The statistics tell half the story. Nineteen assists and 11 goals in 34 Premier League starts is his best return yet, but the manner in which the strawberry-blonde assassin has taken to leading Manchester City is at an unparalleled level right now.
De Bruyne is a very specific genre of footballer – the latest in a long line of “Sod it, I’ll do it myself” midfielders, imbued with game-changing talent and high-octane work-rate in equal abundance. There’s something about that kind of player that we really take to, on these shores; this season, he’s eclipsed Bernardo Silva’s efforts last campaign, he’s been better than Jack Grealish, James Maddison, Dani Ceballos, even Gini Wijnaldum or Bruno Fernandes.
And it's telling that the man’s only criticism is that he plays football like a robot; that watching City under Pep Guardiola is like reading a book written by predictive text. It's a nitpick at best; a playground insult that the David Bowie of Eastlands - the flame-haired superstar of Pep Guardiola's refined philosophy - is no Xavi or Iniesta, or Thiago. That he's not as cool as Pep's earlier work.
In truth, KDB might have proven this season that he's something more important - that he's a template for future midfielders to model themselves on. Has a world-class, creative winger ever seamlessly morphed into a dominant, complete midfielder like this, and done so to such a level? Arguably not.

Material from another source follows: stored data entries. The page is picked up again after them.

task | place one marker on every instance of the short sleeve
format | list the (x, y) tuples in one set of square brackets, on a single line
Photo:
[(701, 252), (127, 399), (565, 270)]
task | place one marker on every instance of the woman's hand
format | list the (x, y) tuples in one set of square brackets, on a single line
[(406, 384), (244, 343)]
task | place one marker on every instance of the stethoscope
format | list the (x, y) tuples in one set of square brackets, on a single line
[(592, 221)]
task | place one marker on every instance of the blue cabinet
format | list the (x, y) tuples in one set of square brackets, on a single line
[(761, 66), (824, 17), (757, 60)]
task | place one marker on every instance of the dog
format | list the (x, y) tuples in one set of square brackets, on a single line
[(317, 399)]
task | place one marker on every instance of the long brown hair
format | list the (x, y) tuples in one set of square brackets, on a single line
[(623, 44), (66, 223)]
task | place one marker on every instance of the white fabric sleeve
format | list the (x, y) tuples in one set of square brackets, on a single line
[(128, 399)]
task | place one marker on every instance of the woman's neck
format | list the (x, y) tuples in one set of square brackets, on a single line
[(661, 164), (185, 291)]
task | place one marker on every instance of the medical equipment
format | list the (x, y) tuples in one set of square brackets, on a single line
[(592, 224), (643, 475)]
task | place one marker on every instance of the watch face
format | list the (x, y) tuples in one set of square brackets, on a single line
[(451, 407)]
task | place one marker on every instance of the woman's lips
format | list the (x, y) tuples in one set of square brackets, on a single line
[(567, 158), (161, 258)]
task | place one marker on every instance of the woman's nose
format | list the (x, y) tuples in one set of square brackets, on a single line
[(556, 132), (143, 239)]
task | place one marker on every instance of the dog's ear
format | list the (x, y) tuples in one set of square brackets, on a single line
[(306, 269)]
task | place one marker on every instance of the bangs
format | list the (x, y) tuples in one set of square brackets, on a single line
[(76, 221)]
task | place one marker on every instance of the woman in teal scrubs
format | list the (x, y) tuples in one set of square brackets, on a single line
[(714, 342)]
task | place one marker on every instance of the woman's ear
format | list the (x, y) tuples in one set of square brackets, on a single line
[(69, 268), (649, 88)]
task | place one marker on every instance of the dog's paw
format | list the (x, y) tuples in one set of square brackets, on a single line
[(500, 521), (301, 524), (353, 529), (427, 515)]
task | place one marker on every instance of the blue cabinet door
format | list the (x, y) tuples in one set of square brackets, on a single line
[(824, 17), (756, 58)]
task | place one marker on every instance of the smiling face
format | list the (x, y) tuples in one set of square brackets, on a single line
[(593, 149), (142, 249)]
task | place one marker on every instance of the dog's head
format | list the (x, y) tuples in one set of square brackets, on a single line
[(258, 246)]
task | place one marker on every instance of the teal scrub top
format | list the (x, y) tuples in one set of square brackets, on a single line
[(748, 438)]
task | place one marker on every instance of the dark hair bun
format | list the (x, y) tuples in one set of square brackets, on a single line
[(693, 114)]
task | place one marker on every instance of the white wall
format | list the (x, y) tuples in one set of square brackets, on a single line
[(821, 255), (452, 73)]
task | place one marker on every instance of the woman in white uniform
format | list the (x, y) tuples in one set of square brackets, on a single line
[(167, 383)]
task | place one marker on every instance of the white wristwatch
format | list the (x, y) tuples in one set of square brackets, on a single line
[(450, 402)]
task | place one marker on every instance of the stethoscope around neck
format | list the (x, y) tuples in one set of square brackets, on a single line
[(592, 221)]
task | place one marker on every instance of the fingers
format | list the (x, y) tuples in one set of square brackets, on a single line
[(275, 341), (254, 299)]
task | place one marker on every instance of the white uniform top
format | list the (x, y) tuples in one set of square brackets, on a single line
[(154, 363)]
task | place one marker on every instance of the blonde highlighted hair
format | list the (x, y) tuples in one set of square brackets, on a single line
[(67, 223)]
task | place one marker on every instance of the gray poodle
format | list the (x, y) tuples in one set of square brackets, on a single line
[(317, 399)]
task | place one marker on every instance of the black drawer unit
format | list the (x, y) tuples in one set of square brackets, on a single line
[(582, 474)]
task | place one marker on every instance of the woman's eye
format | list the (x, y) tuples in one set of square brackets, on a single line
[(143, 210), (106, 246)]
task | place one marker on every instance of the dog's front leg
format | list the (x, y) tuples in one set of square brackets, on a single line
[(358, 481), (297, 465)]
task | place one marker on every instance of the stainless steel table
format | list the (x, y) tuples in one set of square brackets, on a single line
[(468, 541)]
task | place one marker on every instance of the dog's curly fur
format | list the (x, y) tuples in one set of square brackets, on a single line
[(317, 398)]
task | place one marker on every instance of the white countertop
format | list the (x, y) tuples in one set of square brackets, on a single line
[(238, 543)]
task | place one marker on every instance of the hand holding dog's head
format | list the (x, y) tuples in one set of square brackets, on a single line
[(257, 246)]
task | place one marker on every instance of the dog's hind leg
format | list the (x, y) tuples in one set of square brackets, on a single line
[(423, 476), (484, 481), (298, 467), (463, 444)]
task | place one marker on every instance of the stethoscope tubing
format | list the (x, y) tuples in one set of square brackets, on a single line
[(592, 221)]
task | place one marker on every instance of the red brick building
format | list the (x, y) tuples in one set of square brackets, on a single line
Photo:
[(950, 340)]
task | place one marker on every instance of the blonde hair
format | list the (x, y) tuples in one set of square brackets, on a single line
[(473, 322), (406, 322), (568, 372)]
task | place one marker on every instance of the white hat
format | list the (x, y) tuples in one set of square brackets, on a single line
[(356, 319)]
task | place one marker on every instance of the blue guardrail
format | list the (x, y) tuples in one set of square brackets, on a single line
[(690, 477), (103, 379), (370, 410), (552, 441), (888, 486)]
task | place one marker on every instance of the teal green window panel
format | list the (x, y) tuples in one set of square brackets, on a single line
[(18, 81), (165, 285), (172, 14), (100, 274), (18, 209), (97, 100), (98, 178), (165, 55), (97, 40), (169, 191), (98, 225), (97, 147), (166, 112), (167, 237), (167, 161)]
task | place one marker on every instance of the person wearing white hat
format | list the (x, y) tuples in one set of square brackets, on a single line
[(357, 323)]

If anything, we’ve normalised this man’s ability. The Belgian had 15 assists by February, in a wobbly City side. That’s after coming back from two ligament injuries last season too – which follow 18 and 16 assists respectively in Pep Guardiola’s first two seasons. He's been whipping balls into boxes both sides of lockdown like each one will chisel him into history. Three elite seasons in four proves he's not a fluke.
At a time where defences are compacting and Liverpool are lightyears ahead of anyone, that level of individual performance is remarkable. Imagine if De Bruyne had a defence that didn’t haemorrhage goals in transition.
Of course, any of Liverpool’s champions would make a worthy recipient of the Footballer of the Year award. Jordan Henderson has been sturdy, if not unspectacular, as the beating heart of Jurgen Klopp’s masterpiece. Sadio Mane and Mohamed Salah have taken turns in the spotlight; Trent and Robbo are full-backs of the ilk that we’ve barely seen before; as fans of the sport, we're close to collectively running out of metaphors for Virgil van Dijk's strength and supremacy.
But none of them have carried a team like Kevin De Bruyne has. None of them have put in a season like this. He was considered a star this time last year; this year, he's cemented himself as one of the defining midfielders to have played in England. He should be in the league of Gerrards, of Lampards, of Beckhams and Ballacks, Fabregases and David Silvas.
In the cliche of uncertain times, he’s been Groundhog Day; in a dysfunctional City team, he’s been reliant. If we don’t recognise his genius this time around, we never will.